Le lendemain, aux aurores du matin, un autre songe. Érotique. Brûlant. Fiévreux tout mon corps et mon bassin, ma bite qui bouge, pour la première fois de ma vie toute entière, j’ai vingt ans et pour la première fois je le jure j’ai conscience de mes hanches qui balancent dans mon sommeil, qui balancent des coups de baise, ma bite s’élance vers l’éjaculation ; et je ne me retiens pas cette fois-ci.
Confusément, la première fois, l’espérance m’avait retenu, endigué en retrait du méat. Mais la journée n’avait rien amené. Quand je me laisse jouir dans mon sommeil, c’est que le réveil ne promet rien. La réalité, je n’en attends plus rien.
J’ai vingt ans et ma vie toute entière est dans ma tête, au fond. Il faut que je me sauve.
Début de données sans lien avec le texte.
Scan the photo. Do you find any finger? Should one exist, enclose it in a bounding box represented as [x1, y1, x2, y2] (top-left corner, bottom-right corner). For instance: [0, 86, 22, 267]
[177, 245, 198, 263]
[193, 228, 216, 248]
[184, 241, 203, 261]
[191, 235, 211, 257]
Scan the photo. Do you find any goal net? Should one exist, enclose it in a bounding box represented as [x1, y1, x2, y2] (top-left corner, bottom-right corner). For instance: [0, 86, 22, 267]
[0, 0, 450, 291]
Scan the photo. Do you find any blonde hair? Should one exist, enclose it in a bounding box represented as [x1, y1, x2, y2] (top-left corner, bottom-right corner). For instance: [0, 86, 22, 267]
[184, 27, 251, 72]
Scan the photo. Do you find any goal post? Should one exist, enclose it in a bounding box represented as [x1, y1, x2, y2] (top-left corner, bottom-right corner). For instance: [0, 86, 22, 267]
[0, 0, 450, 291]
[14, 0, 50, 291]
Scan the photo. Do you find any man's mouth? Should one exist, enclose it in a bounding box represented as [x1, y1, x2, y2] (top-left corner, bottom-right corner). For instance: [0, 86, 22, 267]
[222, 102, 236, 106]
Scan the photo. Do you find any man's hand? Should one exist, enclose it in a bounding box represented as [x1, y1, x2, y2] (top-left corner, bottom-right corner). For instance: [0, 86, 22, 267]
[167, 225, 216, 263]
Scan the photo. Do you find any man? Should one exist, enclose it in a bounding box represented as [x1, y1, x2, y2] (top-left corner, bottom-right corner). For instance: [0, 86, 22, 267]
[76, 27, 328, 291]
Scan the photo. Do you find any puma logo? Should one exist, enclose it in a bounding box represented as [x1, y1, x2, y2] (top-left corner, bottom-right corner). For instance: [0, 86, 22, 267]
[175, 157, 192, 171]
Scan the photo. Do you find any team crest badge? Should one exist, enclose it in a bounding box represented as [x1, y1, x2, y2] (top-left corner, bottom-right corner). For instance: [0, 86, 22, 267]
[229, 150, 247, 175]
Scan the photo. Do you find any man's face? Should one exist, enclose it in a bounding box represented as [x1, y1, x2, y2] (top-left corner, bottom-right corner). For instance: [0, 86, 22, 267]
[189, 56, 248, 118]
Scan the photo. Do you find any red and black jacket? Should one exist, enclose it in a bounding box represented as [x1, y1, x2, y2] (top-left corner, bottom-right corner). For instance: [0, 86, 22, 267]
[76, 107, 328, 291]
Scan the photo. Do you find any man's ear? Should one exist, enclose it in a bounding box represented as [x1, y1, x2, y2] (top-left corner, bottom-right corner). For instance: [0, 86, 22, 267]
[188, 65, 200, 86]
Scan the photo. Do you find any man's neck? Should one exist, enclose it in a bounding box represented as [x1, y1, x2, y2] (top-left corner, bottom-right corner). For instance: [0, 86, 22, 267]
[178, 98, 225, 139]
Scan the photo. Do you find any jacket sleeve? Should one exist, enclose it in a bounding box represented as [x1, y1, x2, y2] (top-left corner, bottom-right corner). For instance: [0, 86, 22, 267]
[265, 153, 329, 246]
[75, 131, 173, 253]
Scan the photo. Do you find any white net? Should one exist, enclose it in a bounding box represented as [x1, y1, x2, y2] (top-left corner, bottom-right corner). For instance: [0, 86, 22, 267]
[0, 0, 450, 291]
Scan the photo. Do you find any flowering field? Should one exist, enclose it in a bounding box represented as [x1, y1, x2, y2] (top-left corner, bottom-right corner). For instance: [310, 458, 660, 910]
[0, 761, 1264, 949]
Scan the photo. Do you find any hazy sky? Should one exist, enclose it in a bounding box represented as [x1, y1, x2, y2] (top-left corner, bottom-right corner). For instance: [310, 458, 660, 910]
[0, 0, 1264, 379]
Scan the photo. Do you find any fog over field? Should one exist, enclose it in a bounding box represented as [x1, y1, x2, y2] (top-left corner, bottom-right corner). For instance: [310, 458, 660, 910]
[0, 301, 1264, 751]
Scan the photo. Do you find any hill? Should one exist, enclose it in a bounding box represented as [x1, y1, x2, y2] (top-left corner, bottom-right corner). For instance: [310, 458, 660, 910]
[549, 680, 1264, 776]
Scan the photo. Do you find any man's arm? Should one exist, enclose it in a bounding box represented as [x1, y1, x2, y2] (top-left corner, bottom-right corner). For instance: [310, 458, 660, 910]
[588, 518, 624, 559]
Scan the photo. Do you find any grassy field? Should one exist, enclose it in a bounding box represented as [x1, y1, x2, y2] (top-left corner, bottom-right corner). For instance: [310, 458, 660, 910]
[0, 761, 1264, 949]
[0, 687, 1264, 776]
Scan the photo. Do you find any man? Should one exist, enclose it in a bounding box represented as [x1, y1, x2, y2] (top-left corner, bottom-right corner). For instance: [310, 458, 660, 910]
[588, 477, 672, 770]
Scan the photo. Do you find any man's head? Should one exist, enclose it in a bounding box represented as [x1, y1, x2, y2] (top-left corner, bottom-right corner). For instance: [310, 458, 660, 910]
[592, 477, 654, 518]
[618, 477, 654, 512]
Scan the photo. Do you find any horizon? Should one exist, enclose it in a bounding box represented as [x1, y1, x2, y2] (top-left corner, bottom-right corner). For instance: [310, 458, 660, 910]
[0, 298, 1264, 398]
Ma mémoire est en révolution. J’ai vingt ans et je suis un soleil semi-calciné. Il faut que je me sauve.
Il y a deux ans. Il y a deux ans. Elle se nomme Khöma. Un serment me défend de prononcer jamais son prénom véritable. Khöma. Khöma et le tabou. Tabou est un mot invariable. Ce mot est le maître des mots ; il s’est auto-censuré ; il a prohibé que l’on révèle son sexe. Khöma est une histoire d’amour avec le tabou.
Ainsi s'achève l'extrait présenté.